Paul Belsky, director of Enterprise Information Technology at RR Donnelley & Sons Co., a Chicago-based global information services management company, says he has been using this time to renegotiate vendor agreements, getting more for his company’s money.

“My sense is that vendors are very willing to work with you,” says Belsky. “Look at the total relationship (with the vendor). Price is important, but it’s not the only thing.”

Belsky says that means he’s been negotiating and renegotiating with his vendors to get more meat added to their contract for the same amount of money. For instance, he says he now has vendors that give him monthly reports — how many products bought, total spent, what products went to which offices — and that saves RR Donnelley from doing that administrative work themselves.

“It helps tremendously when you get to that level of detail and you can get the big picture of what’s going on,” says Belsky. “Oh, yeah. I can get that deal much easier now than I could a year or two ago.”

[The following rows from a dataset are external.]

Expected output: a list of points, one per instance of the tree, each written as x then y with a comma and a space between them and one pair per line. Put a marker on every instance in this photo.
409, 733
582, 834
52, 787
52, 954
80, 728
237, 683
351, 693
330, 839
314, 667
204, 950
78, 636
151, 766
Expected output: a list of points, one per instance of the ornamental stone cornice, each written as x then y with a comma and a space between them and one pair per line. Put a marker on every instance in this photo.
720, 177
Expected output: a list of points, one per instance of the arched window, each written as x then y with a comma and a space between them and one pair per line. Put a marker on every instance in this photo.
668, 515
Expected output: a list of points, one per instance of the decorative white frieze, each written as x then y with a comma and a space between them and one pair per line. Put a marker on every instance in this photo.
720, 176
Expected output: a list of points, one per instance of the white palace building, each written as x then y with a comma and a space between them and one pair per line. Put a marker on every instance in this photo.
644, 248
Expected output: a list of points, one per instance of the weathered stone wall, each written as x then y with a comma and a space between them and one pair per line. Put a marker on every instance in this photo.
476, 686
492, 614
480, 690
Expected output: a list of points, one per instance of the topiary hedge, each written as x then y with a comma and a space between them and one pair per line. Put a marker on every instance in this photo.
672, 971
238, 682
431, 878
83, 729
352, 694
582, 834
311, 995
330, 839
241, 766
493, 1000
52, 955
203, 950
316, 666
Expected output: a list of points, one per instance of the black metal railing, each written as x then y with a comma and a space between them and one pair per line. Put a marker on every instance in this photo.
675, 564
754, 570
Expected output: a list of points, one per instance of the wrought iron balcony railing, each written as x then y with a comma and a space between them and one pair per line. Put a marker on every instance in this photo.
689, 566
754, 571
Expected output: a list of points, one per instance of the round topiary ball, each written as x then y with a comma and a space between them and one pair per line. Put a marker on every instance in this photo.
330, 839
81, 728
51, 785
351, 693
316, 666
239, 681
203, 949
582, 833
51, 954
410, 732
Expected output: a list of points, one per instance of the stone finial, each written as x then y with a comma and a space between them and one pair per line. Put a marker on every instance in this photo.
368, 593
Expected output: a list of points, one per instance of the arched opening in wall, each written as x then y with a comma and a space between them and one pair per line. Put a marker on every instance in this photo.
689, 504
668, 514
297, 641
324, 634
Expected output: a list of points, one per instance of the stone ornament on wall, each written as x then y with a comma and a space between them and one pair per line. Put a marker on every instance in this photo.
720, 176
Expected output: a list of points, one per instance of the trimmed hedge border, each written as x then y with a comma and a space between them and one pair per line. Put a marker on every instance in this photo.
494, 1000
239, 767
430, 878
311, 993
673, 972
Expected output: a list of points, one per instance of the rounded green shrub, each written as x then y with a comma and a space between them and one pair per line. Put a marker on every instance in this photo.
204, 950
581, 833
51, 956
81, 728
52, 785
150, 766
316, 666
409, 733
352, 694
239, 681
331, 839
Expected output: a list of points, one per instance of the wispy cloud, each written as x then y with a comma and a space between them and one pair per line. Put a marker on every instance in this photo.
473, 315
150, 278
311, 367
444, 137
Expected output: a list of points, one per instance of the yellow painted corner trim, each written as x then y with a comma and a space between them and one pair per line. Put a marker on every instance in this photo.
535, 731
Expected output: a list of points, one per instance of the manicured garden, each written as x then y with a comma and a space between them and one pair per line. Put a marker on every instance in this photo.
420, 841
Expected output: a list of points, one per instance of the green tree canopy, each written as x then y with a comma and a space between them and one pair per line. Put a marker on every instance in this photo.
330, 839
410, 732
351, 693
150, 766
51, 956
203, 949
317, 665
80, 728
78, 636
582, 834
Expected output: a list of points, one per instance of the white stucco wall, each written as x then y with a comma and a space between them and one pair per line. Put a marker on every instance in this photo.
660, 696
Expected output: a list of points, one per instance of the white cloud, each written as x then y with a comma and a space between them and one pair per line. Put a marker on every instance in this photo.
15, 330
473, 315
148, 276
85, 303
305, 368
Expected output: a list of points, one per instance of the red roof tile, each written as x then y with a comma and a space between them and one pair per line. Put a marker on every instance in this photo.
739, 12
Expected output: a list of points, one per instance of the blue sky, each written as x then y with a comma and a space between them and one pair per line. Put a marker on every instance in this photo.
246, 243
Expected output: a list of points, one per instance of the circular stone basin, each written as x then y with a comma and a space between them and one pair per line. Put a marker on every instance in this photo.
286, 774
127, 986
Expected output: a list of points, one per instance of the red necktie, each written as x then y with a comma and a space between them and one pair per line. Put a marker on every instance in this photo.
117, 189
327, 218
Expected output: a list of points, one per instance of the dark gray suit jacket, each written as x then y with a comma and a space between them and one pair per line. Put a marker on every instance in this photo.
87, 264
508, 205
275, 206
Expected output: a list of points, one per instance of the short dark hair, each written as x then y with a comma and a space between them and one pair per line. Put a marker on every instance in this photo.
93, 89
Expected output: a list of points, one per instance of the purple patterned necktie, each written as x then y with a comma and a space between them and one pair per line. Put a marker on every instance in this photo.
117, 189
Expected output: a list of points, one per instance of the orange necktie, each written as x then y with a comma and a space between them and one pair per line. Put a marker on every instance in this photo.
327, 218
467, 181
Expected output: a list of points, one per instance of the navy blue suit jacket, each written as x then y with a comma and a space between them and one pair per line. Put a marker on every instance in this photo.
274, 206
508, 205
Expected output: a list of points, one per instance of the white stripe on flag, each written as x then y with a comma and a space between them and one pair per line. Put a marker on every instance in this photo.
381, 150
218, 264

Andy Palmer, CIO of Infinity Pharmaceuticals Inc., a Boston-based drug discovery company, says he too has been renegotiating his vendor deals. Actually, he has gone through every one of his vendor contracts and set up short-term and long-term goals for them to work on.

“We’re finding that we’ve been able to achieve dramatic efficiencies,” says Palmer, who adds that the technology industry slowdown and the renegotiated deals are simply signs of the market straightening itself out and coming off an over-inflated high. “With the Internet boom, technology became an end in and of itself. It’s really not. It’s about helping us improve our productivity.”

Palmer, for instance, says he pushes his software vendors to make their products compatible with newer technology, such as Windows 2000 server and Windows Explorer 6.0. And for the long-term, he negotiates with them to move to a Web services-based architecture and to deliver applications that can run on a distributed system.

“It’s not just about renegotiating a better financial deal,” says Palmer. “If I end up paying the vendor the same amount, but I get more of what I want out of them, then I’m happier than if I had saved a buck.”